Bioinformatics analysis for targeted long-read single-cell RNA-seq data

Single-cell long-read RNA-seq was performed on a paired tumor – benign sample from an HCC patient by both Illumina and Element Bioscience platforms. Based on short-read sequencing, full length transcripts were assembled into long reads by tool SPAdes [38]. In total, four runs were performed on each library and were pooled together for analysis. Long reads were first annotated by SQANTI [40] based on human genome reference hg38, where each long read was assigned to a known gene and transcript, or novel one otherwise. Then the long reads were demultiplexed by their cell barcode (10X index) and molecule barcodes (LoopSeq index). Eventually, based on the long-read annotation and cell assignment, UMIs were quantified at both gene and isoform level. Valid cells were defined as cells with at least 1000 long-read transcripts per cell. Gene counts per cell and isoform counts per cell were normalized to count per million and compared between the two platforms.

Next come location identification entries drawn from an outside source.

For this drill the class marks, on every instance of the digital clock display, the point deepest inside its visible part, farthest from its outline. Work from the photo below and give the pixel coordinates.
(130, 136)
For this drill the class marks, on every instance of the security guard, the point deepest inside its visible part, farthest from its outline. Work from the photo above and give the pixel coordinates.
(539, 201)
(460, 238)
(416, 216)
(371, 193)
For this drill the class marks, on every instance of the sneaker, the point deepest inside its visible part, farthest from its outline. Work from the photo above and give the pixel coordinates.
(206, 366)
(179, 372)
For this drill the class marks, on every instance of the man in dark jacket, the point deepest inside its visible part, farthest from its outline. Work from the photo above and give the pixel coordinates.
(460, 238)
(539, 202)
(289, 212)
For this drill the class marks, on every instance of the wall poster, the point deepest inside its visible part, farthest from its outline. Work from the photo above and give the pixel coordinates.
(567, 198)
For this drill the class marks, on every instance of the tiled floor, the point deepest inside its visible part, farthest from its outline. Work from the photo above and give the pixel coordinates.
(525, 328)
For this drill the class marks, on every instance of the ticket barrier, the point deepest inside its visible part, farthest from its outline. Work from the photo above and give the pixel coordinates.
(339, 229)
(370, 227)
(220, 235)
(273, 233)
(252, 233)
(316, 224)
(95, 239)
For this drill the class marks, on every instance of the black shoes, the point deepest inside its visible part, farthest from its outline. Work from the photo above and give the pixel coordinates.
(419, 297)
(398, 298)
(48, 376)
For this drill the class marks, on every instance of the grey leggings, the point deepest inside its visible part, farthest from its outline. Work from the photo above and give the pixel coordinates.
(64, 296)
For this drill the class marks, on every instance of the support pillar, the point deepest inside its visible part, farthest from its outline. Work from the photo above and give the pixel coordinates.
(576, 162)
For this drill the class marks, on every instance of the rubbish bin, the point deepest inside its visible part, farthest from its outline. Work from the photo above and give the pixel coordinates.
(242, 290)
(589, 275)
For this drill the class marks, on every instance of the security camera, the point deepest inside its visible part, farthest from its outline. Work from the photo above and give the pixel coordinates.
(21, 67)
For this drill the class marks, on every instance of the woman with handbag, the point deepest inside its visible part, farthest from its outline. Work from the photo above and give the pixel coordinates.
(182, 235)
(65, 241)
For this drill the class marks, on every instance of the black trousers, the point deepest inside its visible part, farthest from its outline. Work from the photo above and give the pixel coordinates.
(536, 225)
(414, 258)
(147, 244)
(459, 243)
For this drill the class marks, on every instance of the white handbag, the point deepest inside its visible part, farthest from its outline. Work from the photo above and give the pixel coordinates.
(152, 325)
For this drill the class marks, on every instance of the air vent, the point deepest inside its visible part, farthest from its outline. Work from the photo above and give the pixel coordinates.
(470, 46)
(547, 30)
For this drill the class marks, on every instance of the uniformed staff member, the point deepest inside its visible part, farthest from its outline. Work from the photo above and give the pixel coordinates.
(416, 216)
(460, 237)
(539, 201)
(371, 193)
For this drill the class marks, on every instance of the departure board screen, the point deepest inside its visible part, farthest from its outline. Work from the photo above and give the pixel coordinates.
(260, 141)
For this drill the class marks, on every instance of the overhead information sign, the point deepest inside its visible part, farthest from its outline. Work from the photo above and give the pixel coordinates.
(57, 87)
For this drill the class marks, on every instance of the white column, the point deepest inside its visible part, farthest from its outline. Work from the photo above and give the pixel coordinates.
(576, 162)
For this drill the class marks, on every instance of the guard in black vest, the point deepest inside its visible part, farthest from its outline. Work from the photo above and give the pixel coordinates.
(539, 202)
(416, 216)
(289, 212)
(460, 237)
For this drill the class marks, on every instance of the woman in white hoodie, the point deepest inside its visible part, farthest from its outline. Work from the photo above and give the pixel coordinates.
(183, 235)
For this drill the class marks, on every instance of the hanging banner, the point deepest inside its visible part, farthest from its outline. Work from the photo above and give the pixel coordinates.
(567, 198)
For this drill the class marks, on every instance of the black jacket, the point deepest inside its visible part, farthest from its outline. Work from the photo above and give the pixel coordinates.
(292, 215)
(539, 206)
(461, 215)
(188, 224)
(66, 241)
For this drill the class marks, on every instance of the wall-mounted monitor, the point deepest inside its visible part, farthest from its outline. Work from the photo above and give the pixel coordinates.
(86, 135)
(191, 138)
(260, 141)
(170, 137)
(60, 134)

For gene/ isoform expression analysis, R/Bioconductor package Seurat [41] was applied to integrate both benign and tumor libraries. Top genes and isoforms were selected by their expression standard deviation across all the valid cells. Cell clustering was performed based on these selected genes and isoforms, and the cells were visualized by UMAP dimension reduction algorithm [25, 26].

For variant calling, single-cell long reads were aligned to human reference genome hg38 by Minimap2 aligner [39]. Variant calling was performed by BCFtools [36]. For the same sample, whole exome sequencing was measured, and variant calling was performed to detect variant events at DNA level. Variants unique to RNA data are potential RNA editing sites or sequencing errors. Variants detected by both RNA and DNA data are potential mutations.

Statistical data analysis

All the statistical analyses were performed by R programming. Spearman correlation was calculated comparing pairwise expression levels. The Wilcox test was performed when comparing pairwise error rate.